Crime Fiction, part 79: Gumshoe Award (Mystery Ink) winners: Laura Lippman, Joseph Finder, Robert Wilson, Randall Hicks, Ed McBain, Crimespot.net

Wandering around the blogosphere trolling for crime fiction sites, I came across Crime Fiction Dossier, operated by novelist, newspaper writer and critic David J. Montgomery.
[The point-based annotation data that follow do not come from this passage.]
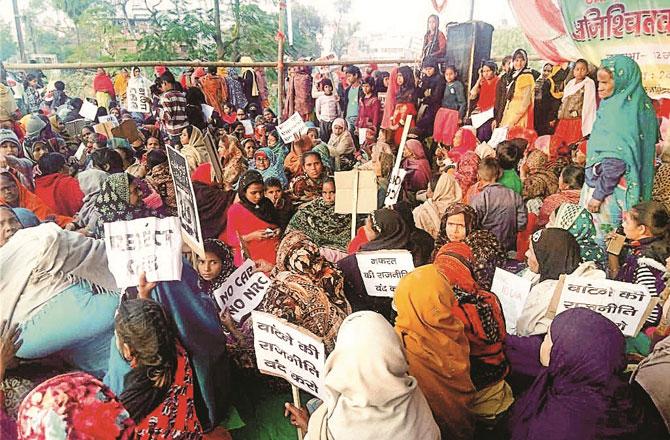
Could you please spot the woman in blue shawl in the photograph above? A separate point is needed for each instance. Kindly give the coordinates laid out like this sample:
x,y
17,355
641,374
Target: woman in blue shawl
x,y
621,150
265,162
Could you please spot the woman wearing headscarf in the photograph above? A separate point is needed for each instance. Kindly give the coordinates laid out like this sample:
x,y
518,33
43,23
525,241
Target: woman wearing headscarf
x,y
649,380
341,146
620,156
318,220
552,252
484,91
481,314
434,41
578,221
577,390
73,405
266,163
467,172
519,108
405,102
417,166
437,348
577,112
15,195
252,223
360,405
551,93
57,189
159,390
193,147
307,290
428,215
103,88
384,229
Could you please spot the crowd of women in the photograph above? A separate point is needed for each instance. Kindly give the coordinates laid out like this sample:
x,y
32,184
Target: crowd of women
x,y
582,165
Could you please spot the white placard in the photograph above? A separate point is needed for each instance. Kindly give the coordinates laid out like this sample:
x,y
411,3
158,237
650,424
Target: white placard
x,y
187,206
243,291
382,270
138,95
149,245
512,291
291,127
362,132
499,135
288,351
625,304
479,119
88,110
207,111
109,118
395,187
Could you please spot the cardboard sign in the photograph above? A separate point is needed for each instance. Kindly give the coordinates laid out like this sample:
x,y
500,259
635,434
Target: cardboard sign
x,y
291,128
243,291
109,118
512,291
366,199
207,111
138,95
479,119
499,135
187,206
382,270
149,245
288,351
88,110
395,187
625,304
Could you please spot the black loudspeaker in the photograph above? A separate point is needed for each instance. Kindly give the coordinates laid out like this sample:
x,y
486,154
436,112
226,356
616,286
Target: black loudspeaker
x,y
468,45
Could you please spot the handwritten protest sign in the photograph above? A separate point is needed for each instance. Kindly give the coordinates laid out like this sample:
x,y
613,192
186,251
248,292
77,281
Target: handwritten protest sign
x,y
88,110
242,291
287,351
395,187
499,135
382,270
512,291
291,127
137,95
366,200
627,305
149,245
109,118
186,203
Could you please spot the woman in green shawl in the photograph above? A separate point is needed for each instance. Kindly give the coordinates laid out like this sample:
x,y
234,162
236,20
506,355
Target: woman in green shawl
x,y
318,220
578,221
621,150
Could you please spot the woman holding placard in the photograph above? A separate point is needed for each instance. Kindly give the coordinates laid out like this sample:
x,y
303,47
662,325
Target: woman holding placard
x,y
391,399
552,252
252,223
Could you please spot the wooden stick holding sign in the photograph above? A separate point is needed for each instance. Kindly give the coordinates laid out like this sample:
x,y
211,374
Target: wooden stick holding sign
x,y
296,402
398,174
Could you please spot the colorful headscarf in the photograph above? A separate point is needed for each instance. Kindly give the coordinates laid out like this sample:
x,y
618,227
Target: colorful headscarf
x,y
74,405
113,202
626,128
577,220
225,254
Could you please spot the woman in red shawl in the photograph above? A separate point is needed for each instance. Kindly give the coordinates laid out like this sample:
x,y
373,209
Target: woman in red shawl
x,y
59,191
485,92
416,165
103,88
15,195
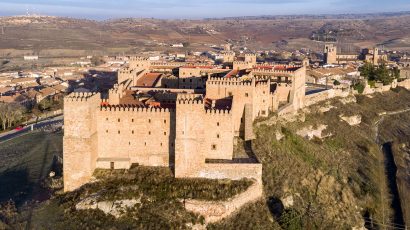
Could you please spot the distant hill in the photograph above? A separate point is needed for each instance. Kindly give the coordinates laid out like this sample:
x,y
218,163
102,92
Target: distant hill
x,y
46,35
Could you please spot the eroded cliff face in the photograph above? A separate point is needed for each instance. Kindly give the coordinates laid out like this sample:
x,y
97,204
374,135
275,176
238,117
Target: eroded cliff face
x,y
338,181
396,130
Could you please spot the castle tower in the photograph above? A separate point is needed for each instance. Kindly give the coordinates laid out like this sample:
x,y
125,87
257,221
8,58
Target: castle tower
x,y
306,62
330,54
190,136
139,63
376,56
250,58
229,56
228,47
80,138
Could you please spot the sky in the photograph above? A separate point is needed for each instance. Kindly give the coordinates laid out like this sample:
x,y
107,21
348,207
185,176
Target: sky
x,y
194,9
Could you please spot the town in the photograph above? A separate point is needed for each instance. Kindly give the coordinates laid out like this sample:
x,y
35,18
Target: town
x,y
190,133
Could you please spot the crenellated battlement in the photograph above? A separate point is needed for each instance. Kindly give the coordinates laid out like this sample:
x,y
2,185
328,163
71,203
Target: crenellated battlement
x,y
217,112
126,70
81,96
228,81
161,64
190,99
138,58
133,108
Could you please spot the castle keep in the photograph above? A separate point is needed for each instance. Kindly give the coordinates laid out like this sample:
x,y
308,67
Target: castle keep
x,y
179,115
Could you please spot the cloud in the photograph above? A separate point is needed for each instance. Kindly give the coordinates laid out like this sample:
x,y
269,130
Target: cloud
x,y
194,8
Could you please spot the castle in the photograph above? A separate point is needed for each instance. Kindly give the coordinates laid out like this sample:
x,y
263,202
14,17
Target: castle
x,y
371,56
189,117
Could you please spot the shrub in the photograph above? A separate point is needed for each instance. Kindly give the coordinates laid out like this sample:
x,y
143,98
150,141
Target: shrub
x,y
359,87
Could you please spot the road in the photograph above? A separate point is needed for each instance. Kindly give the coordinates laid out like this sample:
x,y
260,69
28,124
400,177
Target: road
x,y
41,124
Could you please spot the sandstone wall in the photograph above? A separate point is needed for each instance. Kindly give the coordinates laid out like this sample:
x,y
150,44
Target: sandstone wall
x,y
80,138
325,95
143,136
232,171
200,134
216,211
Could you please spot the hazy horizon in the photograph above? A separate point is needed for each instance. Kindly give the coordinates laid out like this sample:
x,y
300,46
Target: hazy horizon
x,y
195,9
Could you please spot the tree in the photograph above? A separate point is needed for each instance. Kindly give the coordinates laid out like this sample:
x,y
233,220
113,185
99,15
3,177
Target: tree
x,y
10,114
380,74
96,61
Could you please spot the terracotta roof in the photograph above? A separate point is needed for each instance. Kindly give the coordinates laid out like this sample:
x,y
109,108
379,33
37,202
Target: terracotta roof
x,y
225,103
47,91
149,79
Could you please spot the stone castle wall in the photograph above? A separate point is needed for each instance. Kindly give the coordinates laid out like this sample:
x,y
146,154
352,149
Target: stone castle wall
x,y
211,138
138,135
80,138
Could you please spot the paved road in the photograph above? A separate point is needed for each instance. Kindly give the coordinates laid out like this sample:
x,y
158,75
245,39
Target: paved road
x,y
41,124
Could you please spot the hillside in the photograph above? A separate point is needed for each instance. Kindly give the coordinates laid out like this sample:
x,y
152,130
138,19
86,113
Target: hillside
x,y
54,36
336,180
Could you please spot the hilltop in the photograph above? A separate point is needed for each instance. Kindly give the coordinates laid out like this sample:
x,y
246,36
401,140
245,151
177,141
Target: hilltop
x,y
69,36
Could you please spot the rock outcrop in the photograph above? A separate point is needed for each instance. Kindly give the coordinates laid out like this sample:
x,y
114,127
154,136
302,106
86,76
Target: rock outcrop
x,y
115,208
352,120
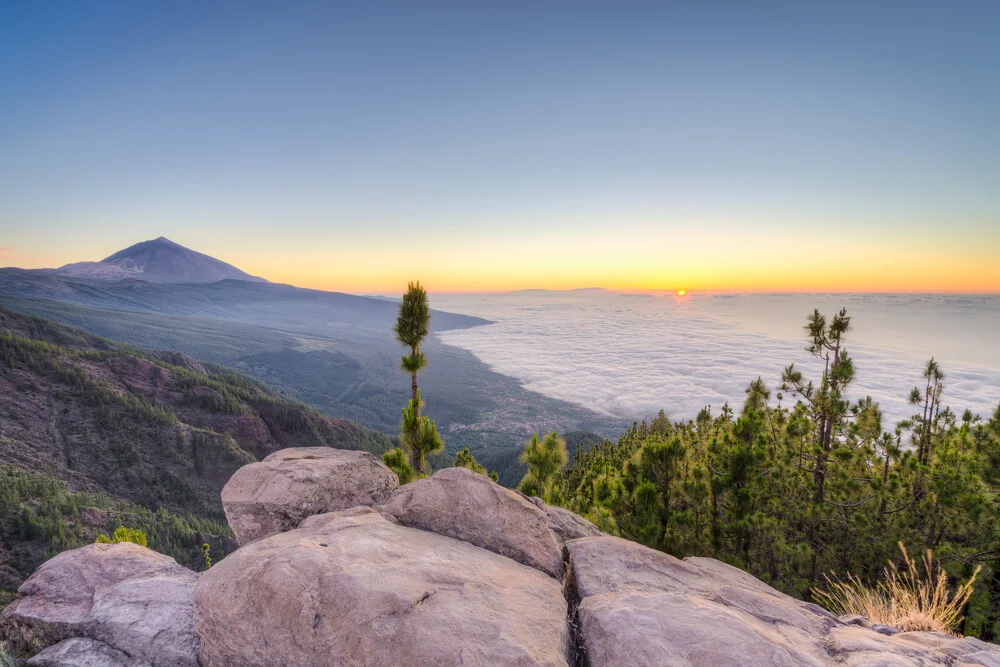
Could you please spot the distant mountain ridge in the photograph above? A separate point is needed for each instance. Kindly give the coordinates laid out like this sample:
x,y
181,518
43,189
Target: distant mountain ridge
x,y
160,261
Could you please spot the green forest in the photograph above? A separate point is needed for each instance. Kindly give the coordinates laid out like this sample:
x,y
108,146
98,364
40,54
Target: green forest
x,y
800,482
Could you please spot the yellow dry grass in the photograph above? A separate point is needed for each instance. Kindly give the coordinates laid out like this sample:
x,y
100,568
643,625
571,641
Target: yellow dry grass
x,y
912,599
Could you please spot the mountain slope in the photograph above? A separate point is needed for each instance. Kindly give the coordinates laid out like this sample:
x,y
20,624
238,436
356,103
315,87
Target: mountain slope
x,y
262,304
95,433
159,260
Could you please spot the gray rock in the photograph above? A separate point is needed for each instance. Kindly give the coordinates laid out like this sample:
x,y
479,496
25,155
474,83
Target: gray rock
x,y
670,629
459,503
639,606
81,652
276,494
855,619
132,599
353,588
565,525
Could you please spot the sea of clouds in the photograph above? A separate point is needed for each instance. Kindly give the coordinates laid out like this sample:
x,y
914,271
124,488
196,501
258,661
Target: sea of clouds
x,y
632,355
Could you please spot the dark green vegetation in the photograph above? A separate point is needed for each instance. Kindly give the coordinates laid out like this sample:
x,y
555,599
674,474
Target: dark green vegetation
x,y
418,435
791,492
95,435
334,352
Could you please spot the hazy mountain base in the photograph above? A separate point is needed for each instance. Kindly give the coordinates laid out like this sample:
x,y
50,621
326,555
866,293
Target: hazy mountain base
x,y
95,434
349,372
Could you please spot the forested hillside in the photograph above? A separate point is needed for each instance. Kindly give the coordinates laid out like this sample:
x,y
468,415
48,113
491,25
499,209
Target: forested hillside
x,y
96,434
799,482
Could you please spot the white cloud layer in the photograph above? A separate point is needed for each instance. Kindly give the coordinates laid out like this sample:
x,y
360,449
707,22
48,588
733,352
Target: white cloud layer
x,y
631,356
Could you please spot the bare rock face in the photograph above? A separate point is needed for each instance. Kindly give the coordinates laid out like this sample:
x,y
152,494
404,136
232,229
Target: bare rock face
x,y
134,601
276,494
471,507
639,606
354,588
566,525
81,652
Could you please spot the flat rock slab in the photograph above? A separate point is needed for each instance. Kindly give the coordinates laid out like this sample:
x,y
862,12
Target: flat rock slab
x,y
639,606
81,652
276,494
459,503
354,588
129,598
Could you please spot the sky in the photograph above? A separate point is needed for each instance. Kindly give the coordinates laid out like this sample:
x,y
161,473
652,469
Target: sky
x,y
792,146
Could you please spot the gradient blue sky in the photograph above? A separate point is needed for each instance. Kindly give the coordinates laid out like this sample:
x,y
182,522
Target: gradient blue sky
x,y
506,145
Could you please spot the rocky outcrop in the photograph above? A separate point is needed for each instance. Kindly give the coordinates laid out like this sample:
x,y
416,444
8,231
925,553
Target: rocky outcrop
x,y
641,607
448,570
276,494
468,506
133,600
353,588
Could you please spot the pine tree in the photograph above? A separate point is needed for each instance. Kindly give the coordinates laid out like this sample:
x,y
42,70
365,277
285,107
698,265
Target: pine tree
x,y
417,433
411,328
544,458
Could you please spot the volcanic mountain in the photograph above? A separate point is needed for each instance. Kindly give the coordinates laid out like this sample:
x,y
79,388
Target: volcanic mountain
x,y
160,261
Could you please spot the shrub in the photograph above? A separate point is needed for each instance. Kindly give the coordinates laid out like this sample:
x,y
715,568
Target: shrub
x,y
914,599
8,658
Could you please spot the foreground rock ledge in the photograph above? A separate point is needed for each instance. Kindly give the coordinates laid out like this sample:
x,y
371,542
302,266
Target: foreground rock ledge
x,y
643,607
354,588
131,600
276,494
468,506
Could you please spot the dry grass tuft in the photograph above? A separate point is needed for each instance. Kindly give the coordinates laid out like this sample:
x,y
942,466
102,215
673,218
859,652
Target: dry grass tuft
x,y
914,599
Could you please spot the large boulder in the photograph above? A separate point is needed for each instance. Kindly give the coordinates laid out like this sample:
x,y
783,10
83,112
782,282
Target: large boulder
x,y
276,494
354,588
566,525
639,606
471,507
134,601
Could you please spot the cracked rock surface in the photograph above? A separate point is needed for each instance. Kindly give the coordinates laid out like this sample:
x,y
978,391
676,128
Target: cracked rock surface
x,y
133,600
354,588
450,570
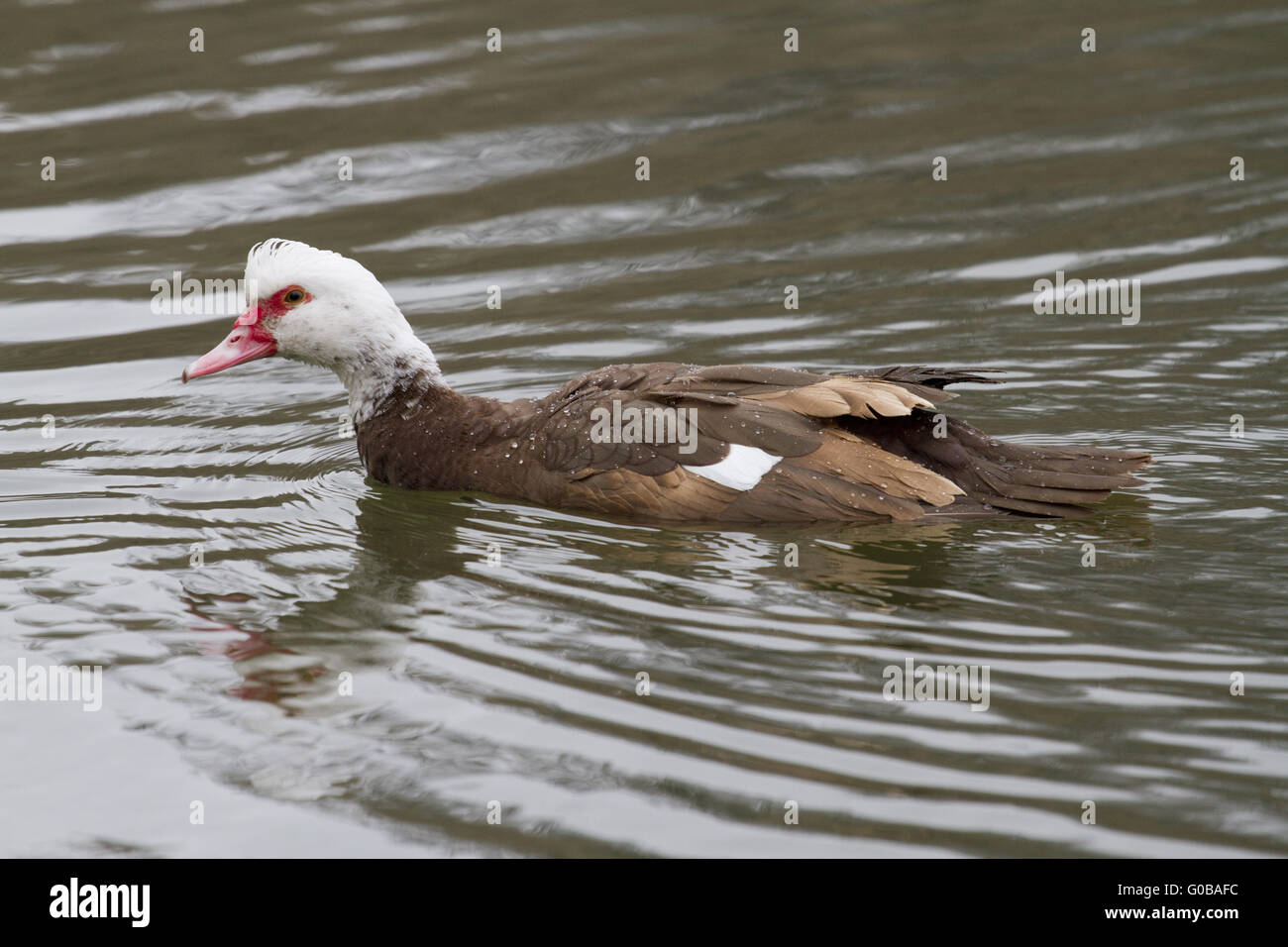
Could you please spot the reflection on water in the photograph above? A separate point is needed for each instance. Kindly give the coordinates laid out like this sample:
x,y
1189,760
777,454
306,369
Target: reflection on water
x,y
359,669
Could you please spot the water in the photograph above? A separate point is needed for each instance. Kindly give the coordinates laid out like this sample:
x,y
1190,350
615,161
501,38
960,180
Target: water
x,y
493,647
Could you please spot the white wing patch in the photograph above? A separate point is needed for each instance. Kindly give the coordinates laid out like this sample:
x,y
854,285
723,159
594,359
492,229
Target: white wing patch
x,y
742,470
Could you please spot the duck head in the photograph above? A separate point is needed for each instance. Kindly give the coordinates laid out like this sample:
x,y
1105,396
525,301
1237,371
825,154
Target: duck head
x,y
318,307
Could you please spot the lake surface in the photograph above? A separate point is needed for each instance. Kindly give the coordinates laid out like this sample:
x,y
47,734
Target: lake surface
x,y
493,648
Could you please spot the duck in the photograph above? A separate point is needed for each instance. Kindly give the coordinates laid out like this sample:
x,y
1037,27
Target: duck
x,y
665,441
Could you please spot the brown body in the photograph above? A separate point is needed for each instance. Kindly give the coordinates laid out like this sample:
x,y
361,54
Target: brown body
x,y
853,447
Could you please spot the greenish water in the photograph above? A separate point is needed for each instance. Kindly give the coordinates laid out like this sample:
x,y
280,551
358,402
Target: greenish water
x,y
493,647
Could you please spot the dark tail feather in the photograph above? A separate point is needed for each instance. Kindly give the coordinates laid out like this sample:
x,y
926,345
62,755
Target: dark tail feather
x,y
1034,479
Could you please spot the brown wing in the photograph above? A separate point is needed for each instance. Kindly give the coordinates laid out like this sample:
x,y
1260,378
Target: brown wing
x,y
827,472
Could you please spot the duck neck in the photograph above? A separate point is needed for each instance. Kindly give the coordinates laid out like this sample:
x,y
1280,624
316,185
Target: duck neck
x,y
378,372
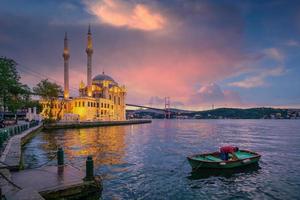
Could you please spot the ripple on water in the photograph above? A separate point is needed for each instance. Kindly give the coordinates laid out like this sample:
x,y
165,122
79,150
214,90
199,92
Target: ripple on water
x,y
149,161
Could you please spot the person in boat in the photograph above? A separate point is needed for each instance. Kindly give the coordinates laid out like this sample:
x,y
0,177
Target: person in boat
x,y
226,150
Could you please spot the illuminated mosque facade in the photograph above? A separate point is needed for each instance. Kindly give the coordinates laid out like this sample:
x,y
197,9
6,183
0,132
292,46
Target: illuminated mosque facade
x,y
101,98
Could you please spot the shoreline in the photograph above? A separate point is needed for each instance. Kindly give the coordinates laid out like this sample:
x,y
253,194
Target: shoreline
x,y
67,125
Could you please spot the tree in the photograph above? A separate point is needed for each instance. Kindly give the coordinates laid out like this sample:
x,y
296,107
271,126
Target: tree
x,y
13,93
49,92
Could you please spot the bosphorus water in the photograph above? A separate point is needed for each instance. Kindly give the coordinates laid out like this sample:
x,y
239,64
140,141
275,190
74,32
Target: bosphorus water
x,y
148,161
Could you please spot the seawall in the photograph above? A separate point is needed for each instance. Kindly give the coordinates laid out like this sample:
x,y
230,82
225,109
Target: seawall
x,y
62,125
12,155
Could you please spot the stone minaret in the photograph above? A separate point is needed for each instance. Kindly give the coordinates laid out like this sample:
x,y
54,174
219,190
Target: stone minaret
x,y
89,51
66,56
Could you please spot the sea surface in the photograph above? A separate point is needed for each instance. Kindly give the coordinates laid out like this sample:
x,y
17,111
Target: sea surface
x,y
148,161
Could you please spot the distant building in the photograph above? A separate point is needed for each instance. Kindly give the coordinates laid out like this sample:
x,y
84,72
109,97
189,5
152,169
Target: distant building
x,y
102,98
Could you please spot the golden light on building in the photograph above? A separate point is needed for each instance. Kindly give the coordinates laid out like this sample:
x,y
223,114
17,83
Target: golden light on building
x,y
100,99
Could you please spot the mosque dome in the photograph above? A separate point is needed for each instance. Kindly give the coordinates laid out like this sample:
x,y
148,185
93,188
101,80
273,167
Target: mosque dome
x,y
103,77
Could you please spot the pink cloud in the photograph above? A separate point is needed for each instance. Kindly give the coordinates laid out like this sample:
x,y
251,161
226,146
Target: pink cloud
x,y
122,13
212,94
Montgomery's site tipped me to the fifth annual Gumshoe Awards, given by Mystery Ink.

Drumroll, please ...

  • Best Mystery: To the Power of Three (William Morrow), by Laura Lippman
  • Best Thriller: Company Man (St. Martin's), by Joseph Finder
  • Best European Crime Novel: The Vanished Hands (Harcourt), by Robert Wilson. (Gotta ask: Do they steal and kill differently in France?)
  • Best First Novel: The Baby Game (Wordslinger), by Randall Hicks
  • Lifetime Achievement: The late Ed McBain
  • Best Crime Fiction Website: Crimespot.net, operated by crime fiction aficionado Graham Powell
I'll have to check the archives to see if my newspaper friends Tim Dorsey or Ace Atkins have ever received kudos from Mystery Ink. Same question regarding Elmore Leonard, James Lee Burke, Carl Hiaasen and a few other favorites.

I'm also wondering if Patricia Highsmith, the brilliant and underappreciated author of Strangers On a Train (famously adapted to the screen in 1951 by Alfred Hitchcock) and the series sparked by The Talented Mr. Ripley (also made into a worthwhile movie), has notched a posthumous award.

I began reading Highsmith after seeing the above movies, and I was surprised by the psychological/emotional depth of her writing. She's really able to take a reader deep inside her characters, and she doesn't at all mind making one feel complicit in her evildoers' activities. Really compelling stuff -- so much so that I even made a reference to Highsmith in the introduction of my thesis (short story collection).

1 comment:

Doc said...

And who (co)wrote that brilliant screenplay for Strangers on a Train? Oh, yeah! Raymond Chandler!